[英]Why is a string literal copied when assigning to a const std::string?
According to cppreference.com , when a const std::string
is constructed from an input const char*
(eg const std::string("some literal");
), a copy of the C string is stored in the std::string
.根据cppreference.com ,当从输入const char*
构造const std::string
(例如const std::string("some literal");
),C 字符串的副本存储在std::string
。
I'm trying to understand if (and why) the copy is required specifically in the case where the input C string is a string literal.我试图了解是否(以及为什么)在输入 C 字符串是字符串文字的情况下特别需要副本。 I would think that the std::string
could simply refer to the string literal instead of creating a copy, so that the following code would only create "some literal"
once.我认为std::string
可以简单地引用字符串文字而不是创建副本,因此以下代码只会创建一次"some literal"
。
std::string str1("some literal");
std::string str2("some literal");
Certainly, performing a copy for C strings that aren't string literals is wise, because it allows the std::string
to manage the lifetime of the data that it refers to.当然,对不是字符串文字的 C 字符串执行复制是明智的,因为它允许std::string
管理它引用的数据的生命周期。 However, this is not an issue for string literals because they exist for the lifetime of the program.但是,这对于字符串文字来说不是问题,因为它们在程序的生命周期内都存在。

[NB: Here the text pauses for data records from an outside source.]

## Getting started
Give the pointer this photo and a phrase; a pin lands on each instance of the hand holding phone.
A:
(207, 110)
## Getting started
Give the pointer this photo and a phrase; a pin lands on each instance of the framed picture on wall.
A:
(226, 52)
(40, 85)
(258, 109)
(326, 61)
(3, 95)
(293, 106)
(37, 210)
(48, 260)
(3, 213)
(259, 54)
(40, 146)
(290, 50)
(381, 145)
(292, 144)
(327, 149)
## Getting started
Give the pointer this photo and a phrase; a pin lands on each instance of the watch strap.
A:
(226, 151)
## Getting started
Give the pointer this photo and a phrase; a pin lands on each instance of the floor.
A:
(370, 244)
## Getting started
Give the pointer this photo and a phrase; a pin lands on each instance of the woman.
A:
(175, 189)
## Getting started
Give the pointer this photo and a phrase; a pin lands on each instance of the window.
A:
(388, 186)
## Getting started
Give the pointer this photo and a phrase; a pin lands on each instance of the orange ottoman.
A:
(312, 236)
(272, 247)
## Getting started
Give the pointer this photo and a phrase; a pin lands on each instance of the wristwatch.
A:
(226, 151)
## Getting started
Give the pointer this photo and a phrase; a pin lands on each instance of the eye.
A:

Also, since we are talking about const
strings, we don't need to worry about the underlying data being changed during the program and breaking the value semantics of the std::string
s.此外,由于我们在谈论const
字符串,因此我们无需担心在程序期间更改底层数据并破坏std::string
的值语义。 Well, at least as long as const_cast
isn't used, but using const_cast
is asking for trouble anyway, so I'm not too worried about that case.嗯,至少只要const_cast
不使用,但使用const_cast
是自找麻烦呢,所以我不会太担心这种情况。
So, is there any reason why the compiler can't optimize this case to have const std::string
s refer to const char*
s instead of creating copies?那么,编译器有什么理由不能优化这种情况,让const std::string
s 引用const char*
s 而不是创建副本? Alternatively, if the cppreference link was incorrect, and this optimization actually is implemented by some compilers, which compilers support this?或者,如果cppreference链接不正确,而这种优化实际上是由一些编译器实现的,哪些编译器支持?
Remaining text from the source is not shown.